The cases submitted to Tribunal are heard by a division composed of three members (a judge and two assessors). Preliminary or incidental applications are heard only by a judge, save for certain exceptions. The Quebec Charter specifies the different roles and powers attributed to the members of the Tribunal, be they judge or assessor.

=== Role of Judges ===
Although the cases submitted to Tribunal are heard by a division consisting of three members, it is the judge who presides the hearing. Section 104 of the Quebec Charter stipulates that only the judges that have decision-making powers: they alone decide on the application, render decisions on issues raised during the course of the proceedings and sign the judgment.

==== President ====
Section 101 of the Quebec Charter stipulates that the President of the Tribunal is appointed by the Government, after consultation with the chief judge of the Court of Quebec, for a renewable five term. The President is the only full-time judge of the Tribunal.

Sections 106 and 110 of the Quebec Charter define some of the President's duties and responsibilities. The President must:
- Foster a consensus among the members concerning the general orientations of the Tribunal;
- Coordinate the work of the Tribunal and distribute it among the members;
- Prescribe a Code of ethics and ensure that it is observed;
- Adopt, with the assistance of the majority of the members, a regulation of procedure applicable to the Tribunal.

==== Designated Judges ====
Unlike the President, the length of the mandates of the judges named to the Tribunal is not prescribed by the Quebec Charter. The designated judges are appointed, on the request of the President and after consultation with the chief justice of the Court of Quebec, for a determined period that can be renewed.

The designated judges work part-time at the Tribunal. Between assignments, they continue to sit on the Court of Quebec, in their assigned divisions.

=== Role of Assessors ===
The assessors are appointed to the Tribunal following a procedure which is under the legislative authority of the Government of Quebec and which is similar to the procedure of nomination of provincial judges. As per Section 101 of the Charter, the assessors are appointed for a five-year term, renewable, and which may be prolonged for a shorter determined time.

As the judges, the assessors are independent and impartial. However, they do not have decision-making powers. Therefore, the assessors’ judicial functions at the Tribunal are indirect as they provide assistance to the judges.

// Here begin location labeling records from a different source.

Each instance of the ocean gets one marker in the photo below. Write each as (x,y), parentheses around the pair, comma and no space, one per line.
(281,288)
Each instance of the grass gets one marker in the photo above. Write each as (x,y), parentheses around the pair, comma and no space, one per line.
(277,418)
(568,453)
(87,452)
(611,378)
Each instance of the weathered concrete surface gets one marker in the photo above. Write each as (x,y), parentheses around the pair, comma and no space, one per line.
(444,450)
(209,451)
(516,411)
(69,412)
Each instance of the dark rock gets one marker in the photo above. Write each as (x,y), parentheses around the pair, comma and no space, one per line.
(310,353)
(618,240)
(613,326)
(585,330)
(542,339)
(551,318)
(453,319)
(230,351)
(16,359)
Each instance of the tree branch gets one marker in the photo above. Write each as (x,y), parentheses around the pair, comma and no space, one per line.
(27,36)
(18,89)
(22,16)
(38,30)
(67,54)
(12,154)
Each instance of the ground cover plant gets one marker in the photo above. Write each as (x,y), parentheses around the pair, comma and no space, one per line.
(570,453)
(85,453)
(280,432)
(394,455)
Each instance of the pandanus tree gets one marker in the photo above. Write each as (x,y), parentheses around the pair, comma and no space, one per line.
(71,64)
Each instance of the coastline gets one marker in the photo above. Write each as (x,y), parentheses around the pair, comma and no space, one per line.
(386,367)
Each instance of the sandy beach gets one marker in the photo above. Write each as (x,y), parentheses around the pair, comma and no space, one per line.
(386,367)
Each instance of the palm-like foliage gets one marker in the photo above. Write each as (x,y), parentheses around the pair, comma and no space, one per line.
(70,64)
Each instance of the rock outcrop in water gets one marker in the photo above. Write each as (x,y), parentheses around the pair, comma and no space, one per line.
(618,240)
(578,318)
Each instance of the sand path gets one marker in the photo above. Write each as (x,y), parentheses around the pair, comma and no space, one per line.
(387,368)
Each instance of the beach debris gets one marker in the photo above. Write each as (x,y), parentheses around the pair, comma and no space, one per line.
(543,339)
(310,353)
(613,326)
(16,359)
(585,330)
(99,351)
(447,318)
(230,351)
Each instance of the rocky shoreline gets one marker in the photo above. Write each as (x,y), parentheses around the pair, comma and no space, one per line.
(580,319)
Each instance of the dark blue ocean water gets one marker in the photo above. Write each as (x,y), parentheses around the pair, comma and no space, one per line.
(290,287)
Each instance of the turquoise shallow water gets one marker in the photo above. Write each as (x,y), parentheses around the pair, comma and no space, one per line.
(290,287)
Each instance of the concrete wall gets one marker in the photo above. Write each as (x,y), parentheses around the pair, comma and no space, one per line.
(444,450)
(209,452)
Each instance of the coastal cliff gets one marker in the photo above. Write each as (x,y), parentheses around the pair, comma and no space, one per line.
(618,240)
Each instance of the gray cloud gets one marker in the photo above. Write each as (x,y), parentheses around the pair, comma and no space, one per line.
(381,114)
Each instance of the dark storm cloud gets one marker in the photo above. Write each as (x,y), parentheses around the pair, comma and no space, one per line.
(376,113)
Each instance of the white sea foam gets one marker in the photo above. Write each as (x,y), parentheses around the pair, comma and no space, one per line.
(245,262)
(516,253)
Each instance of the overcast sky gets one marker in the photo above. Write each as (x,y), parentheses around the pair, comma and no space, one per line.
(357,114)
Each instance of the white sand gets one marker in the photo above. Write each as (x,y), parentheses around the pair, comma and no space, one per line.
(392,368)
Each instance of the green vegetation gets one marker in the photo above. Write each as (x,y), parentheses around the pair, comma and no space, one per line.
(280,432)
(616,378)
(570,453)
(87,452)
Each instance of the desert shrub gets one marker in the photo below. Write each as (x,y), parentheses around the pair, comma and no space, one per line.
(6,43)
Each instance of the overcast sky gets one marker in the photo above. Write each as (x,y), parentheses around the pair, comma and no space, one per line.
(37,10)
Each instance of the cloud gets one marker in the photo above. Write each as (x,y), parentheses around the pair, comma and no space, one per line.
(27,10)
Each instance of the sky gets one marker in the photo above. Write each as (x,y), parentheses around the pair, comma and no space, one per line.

The assessors are full members of the Tribunal; they work on an ad hoc basis, according to the work assigned by the President of the Tribunal. The assessors are not subject to exclusivity and may pursue their careers while working at the Tribunal.

== Jurisdiction ==
The Tribunal is a specialized tribunal. Its constituent act, the Quebec Charter, prescribes the Tribunal's powers, jurisdiction and manner in which it is seized.

=== Specialized jurisdiction ===
The Tribunal hears litigations in matters of:
- Discrimination (section 10 of the Quebec Charter): Direct discrimination, indirect discrimination, systemic discrimination and discriminatory profiling;
- Discriminatory harassment (section 10.1 of the Quebec Charter);
- Exploitation of elderly and/or disabled persons (section 48 of the Quebec Charter); and
- Affirmative Action Programs (section 86 of the Quebec Charter and the Act Respecting Equal Access to Employment in Public Bodies).
In 2015, in the judgment Mouvement laïque québécois v Saguenay (City), the Supreme Court of Canada acknowledged the specialized jurisdiction of the Tribunal.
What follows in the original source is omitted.